Kenneth Allen works during the day at US Foods. At night, he mows lawns.
Becki Allen works seven days a week, but still musters energy to entertain her son and get him out of the house. She still makes it to church on Sunday evenings, too.
“She says that’s where her strength comes from,” Kenneth Allen said.
“Praying,” Becki Allen said, helps her make it.
“I’m the backbone, trying to make the money,” Kenneth Allen said, adding that he used most of his vacation time to transport his son to and from doctor’s appointments. He expects to have to take more time off in the aftermath of another surgery.
“You feel like you’re letting the company down, but you’ve got to do what you’ve got to do,” he said.
Community support has showered the Allen family.

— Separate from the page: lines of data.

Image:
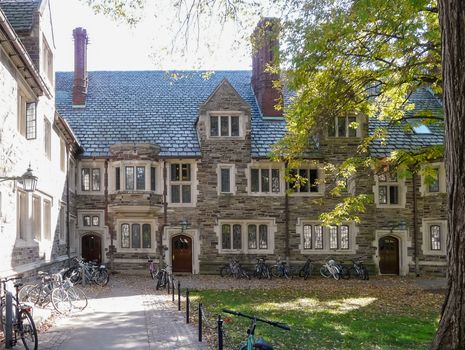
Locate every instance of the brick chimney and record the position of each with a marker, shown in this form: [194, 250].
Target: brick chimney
[80, 67]
[265, 43]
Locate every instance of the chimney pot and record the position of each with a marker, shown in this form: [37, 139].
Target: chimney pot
[80, 81]
[265, 45]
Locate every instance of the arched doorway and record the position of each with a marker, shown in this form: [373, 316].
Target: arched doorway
[181, 253]
[91, 247]
[388, 255]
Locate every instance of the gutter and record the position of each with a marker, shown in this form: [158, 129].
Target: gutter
[39, 87]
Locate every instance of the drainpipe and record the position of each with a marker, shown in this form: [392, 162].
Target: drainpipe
[165, 213]
[286, 218]
[67, 206]
[415, 225]
[105, 184]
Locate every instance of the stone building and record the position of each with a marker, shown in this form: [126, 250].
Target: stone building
[33, 225]
[162, 151]
[176, 166]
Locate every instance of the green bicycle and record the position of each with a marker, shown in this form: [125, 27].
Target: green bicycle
[250, 343]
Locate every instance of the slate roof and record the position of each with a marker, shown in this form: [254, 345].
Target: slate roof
[20, 13]
[400, 135]
[152, 107]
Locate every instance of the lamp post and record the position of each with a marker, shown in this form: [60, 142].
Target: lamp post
[28, 180]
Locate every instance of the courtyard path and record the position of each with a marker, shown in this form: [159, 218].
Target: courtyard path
[128, 314]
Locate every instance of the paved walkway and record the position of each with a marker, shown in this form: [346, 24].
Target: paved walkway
[124, 315]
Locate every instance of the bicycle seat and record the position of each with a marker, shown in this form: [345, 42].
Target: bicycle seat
[261, 344]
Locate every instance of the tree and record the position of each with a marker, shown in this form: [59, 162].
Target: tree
[366, 57]
[451, 331]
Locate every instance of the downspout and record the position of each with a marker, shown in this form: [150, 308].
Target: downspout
[165, 214]
[105, 184]
[286, 217]
[68, 252]
[415, 225]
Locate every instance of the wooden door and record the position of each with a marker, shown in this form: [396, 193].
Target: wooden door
[92, 248]
[389, 255]
[182, 253]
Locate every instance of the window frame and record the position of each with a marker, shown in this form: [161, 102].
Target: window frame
[348, 119]
[321, 242]
[426, 246]
[191, 182]
[260, 168]
[229, 115]
[245, 247]
[142, 224]
[388, 183]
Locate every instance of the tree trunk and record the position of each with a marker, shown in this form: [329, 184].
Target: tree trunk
[451, 331]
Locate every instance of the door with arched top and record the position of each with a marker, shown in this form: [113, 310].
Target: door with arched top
[182, 253]
[388, 255]
[92, 248]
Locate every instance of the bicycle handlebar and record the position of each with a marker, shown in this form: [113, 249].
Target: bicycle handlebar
[271, 323]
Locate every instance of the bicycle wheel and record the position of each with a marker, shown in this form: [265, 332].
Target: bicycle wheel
[77, 297]
[27, 330]
[101, 277]
[61, 301]
[275, 272]
[24, 294]
[225, 271]
[366, 276]
[325, 272]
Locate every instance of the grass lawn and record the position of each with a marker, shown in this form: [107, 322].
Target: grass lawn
[331, 315]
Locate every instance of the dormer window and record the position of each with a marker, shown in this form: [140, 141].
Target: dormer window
[225, 126]
[343, 127]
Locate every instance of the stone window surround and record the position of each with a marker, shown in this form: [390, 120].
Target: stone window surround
[232, 178]
[91, 213]
[193, 182]
[96, 164]
[402, 188]
[424, 188]
[359, 120]
[272, 230]
[28, 238]
[321, 179]
[135, 163]
[426, 238]
[353, 233]
[130, 221]
[266, 165]
[242, 124]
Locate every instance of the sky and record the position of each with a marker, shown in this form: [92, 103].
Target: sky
[147, 46]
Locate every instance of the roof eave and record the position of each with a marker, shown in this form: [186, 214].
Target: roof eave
[23, 63]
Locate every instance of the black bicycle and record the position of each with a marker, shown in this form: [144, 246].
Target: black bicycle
[250, 343]
[358, 269]
[164, 278]
[15, 318]
[261, 269]
[281, 269]
[306, 270]
[234, 269]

Members of their church shaved their heads on a Sunday morning in support of Kenny. A neighbor orchestrated a community yard sale, while members of a local bike club coordinated a charity wrestling match.
One of Becki Allen’s friends contacted several local fireworks stores, which donated firecrackers for Kenny on his birthday. World Wrestling Entertainment sent him boxes filled with memorabilia, including posters, T-shirts, action figures and magazines.
Kenny says he attained celebrity status last summer.
“Some day, I’ll be even more famous,” he said.
He still wants to be a wrestler. No, a marine biologist. No, an actor. Maybe a wrestler and an actor who does British voiceovers.
“I know everything there is to know about wrestling,” including Kane and The Undertaker’s parentage and storylines. “If anybody needs an acting job” or intern, “I’m there.”